Waldorf teachers view each child holistically as a divine puzzle with a unique mix of behaviors, traits, strengths, and challenges. . A given child’s weaknesses in one area, whether cognitive, emotional or physical, will usually be balanced by strengths in another area. It is the teacher’s job to try to bring the child’s whole being into balance. Waldorf teachers use differentiation strategies to address the varying needs of the class. A child having difficulties might be given extra help by the teacher or by parents; accommodations and/or modifications may be arranged, or tutoring and/or therapies might be suggested.. Correspondingly, a child needing more challenge might be given harder problems of the same sort to work on or might be asked to help a child who was having trouble.
How well do Waldorf graduates do on standardized tests?
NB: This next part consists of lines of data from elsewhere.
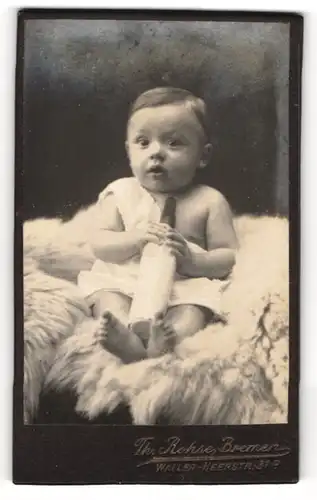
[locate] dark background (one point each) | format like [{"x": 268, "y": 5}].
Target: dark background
[{"x": 80, "y": 77}]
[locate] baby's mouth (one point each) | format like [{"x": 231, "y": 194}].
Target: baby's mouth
[{"x": 156, "y": 169}]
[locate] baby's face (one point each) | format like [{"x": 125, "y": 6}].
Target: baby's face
[{"x": 165, "y": 147}]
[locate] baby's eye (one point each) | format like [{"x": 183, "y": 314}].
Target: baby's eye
[{"x": 142, "y": 141}]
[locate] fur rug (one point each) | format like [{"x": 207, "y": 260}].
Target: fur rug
[{"x": 226, "y": 374}]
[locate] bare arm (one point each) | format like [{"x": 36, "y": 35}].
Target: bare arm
[{"x": 109, "y": 241}]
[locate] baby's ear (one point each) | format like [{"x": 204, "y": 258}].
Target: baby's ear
[{"x": 206, "y": 154}]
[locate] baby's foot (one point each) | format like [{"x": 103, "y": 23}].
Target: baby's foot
[
  {"x": 162, "y": 337},
  {"x": 116, "y": 338}
]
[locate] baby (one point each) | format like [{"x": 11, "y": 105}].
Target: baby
[{"x": 166, "y": 143}]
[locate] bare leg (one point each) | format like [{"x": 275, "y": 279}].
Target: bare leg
[
  {"x": 112, "y": 310},
  {"x": 180, "y": 322}
]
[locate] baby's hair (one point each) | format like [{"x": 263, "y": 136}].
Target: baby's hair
[{"x": 161, "y": 96}]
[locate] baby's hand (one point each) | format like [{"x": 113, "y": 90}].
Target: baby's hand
[{"x": 154, "y": 232}]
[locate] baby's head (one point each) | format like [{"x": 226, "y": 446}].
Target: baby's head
[{"x": 166, "y": 138}]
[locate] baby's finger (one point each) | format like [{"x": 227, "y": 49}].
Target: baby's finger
[{"x": 160, "y": 225}]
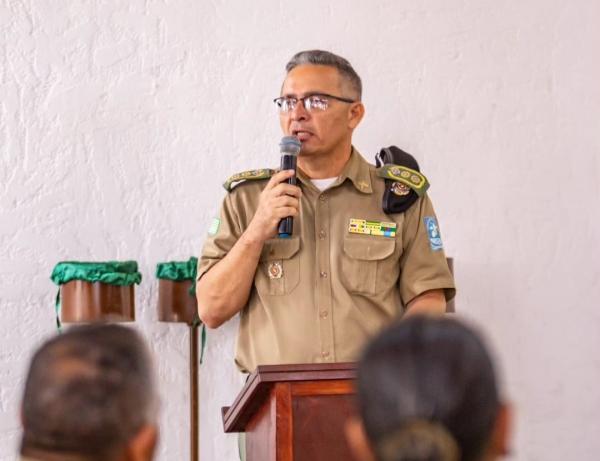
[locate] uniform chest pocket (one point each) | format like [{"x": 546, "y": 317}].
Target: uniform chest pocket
[
  {"x": 368, "y": 264},
  {"x": 278, "y": 271}
]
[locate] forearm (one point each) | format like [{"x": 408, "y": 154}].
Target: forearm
[
  {"x": 432, "y": 302},
  {"x": 224, "y": 290}
]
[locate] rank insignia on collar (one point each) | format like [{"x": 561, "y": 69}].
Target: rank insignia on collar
[
  {"x": 377, "y": 228},
  {"x": 275, "y": 270},
  {"x": 249, "y": 175}
]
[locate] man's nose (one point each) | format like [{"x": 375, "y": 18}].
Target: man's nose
[{"x": 299, "y": 112}]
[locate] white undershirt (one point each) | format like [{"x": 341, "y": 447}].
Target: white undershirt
[{"x": 323, "y": 184}]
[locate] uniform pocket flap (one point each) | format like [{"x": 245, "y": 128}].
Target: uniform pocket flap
[
  {"x": 371, "y": 249},
  {"x": 275, "y": 249}
]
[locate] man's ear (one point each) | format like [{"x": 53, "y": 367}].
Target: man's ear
[
  {"x": 500, "y": 441},
  {"x": 355, "y": 114},
  {"x": 357, "y": 440},
  {"x": 142, "y": 446}
]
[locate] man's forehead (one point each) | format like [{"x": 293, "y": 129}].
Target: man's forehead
[{"x": 308, "y": 78}]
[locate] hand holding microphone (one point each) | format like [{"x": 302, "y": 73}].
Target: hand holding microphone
[
  {"x": 280, "y": 199},
  {"x": 290, "y": 147}
]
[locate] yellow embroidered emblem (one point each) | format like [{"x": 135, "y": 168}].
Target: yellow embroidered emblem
[
  {"x": 407, "y": 176},
  {"x": 264, "y": 173}
]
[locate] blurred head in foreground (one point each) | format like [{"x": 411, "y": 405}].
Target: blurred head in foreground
[
  {"x": 427, "y": 391},
  {"x": 90, "y": 395}
]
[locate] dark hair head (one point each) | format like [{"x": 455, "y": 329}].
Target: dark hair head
[
  {"x": 427, "y": 392},
  {"x": 88, "y": 392},
  {"x": 326, "y": 58}
]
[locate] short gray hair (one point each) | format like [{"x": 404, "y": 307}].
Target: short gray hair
[
  {"x": 326, "y": 58},
  {"x": 88, "y": 392}
]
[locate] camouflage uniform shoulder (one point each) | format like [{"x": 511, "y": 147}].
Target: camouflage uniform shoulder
[{"x": 245, "y": 176}]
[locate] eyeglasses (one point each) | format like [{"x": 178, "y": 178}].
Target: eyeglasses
[{"x": 312, "y": 102}]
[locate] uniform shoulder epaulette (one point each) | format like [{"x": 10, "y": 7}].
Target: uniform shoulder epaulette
[
  {"x": 249, "y": 175},
  {"x": 407, "y": 179}
]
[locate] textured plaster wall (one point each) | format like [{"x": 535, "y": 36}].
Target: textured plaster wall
[{"x": 120, "y": 119}]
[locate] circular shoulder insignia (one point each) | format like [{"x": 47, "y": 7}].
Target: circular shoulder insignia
[
  {"x": 275, "y": 270},
  {"x": 400, "y": 189},
  {"x": 396, "y": 170}
]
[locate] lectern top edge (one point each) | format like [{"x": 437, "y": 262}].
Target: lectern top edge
[{"x": 259, "y": 384}]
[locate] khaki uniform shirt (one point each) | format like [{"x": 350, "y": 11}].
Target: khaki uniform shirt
[{"x": 319, "y": 295}]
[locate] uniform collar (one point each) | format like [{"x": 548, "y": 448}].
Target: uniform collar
[{"x": 358, "y": 172}]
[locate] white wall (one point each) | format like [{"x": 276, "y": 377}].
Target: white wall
[{"x": 120, "y": 120}]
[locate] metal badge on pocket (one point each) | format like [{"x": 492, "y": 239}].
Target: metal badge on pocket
[{"x": 275, "y": 270}]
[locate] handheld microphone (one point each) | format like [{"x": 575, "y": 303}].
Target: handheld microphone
[{"x": 289, "y": 148}]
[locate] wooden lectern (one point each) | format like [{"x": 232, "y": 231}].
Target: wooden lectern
[{"x": 294, "y": 412}]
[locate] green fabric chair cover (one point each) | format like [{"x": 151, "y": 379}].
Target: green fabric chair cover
[
  {"x": 121, "y": 273},
  {"x": 179, "y": 271}
]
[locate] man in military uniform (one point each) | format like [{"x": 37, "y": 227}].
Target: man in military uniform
[{"x": 349, "y": 268}]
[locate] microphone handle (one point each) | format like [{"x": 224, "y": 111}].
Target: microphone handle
[{"x": 286, "y": 225}]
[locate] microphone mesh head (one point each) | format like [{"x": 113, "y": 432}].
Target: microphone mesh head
[{"x": 290, "y": 145}]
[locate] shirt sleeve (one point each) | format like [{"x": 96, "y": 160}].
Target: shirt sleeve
[
  {"x": 223, "y": 232},
  {"x": 423, "y": 265}
]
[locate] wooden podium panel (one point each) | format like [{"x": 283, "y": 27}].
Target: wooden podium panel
[{"x": 294, "y": 412}]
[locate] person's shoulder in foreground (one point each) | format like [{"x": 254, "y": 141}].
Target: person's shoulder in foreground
[
  {"x": 427, "y": 391},
  {"x": 90, "y": 395}
]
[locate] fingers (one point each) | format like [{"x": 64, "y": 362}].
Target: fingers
[
  {"x": 278, "y": 178},
  {"x": 287, "y": 189}
]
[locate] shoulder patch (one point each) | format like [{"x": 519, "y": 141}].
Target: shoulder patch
[
  {"x": 404, "y": 175},
  {"x": 249, "y": 175}
]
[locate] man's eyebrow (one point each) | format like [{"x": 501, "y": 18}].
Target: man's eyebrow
[{"x": 306, "y": 95}]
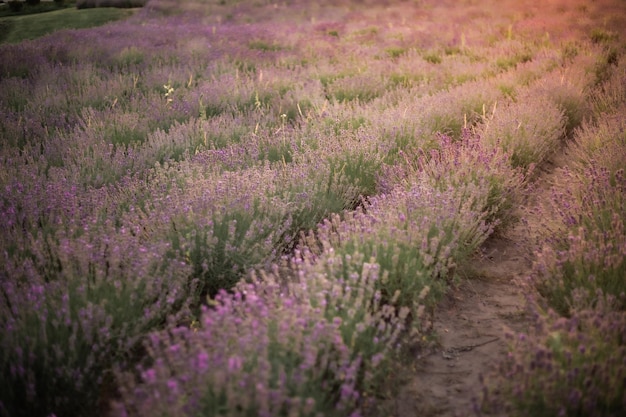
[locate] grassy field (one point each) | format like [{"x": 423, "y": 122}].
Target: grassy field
[
  {"x": 15, "y": 29},
  {"x": 247, "y": 208}
]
How well do Waldorf high school graduates do in college?
To the best of our knowledge, no controlled studies have been done on these questions, but anecdotal evidence collected from various sources would seem to suggest that Waldorf graduates tend to score toward the high end on standardized examinations such as the Scholastic Aptitude Tests. As far as higher education goes, Waldorf graduates have been accepted as students at, and have graduated from, some of the most prestigious colleges and universities in the United States, UK and other countries.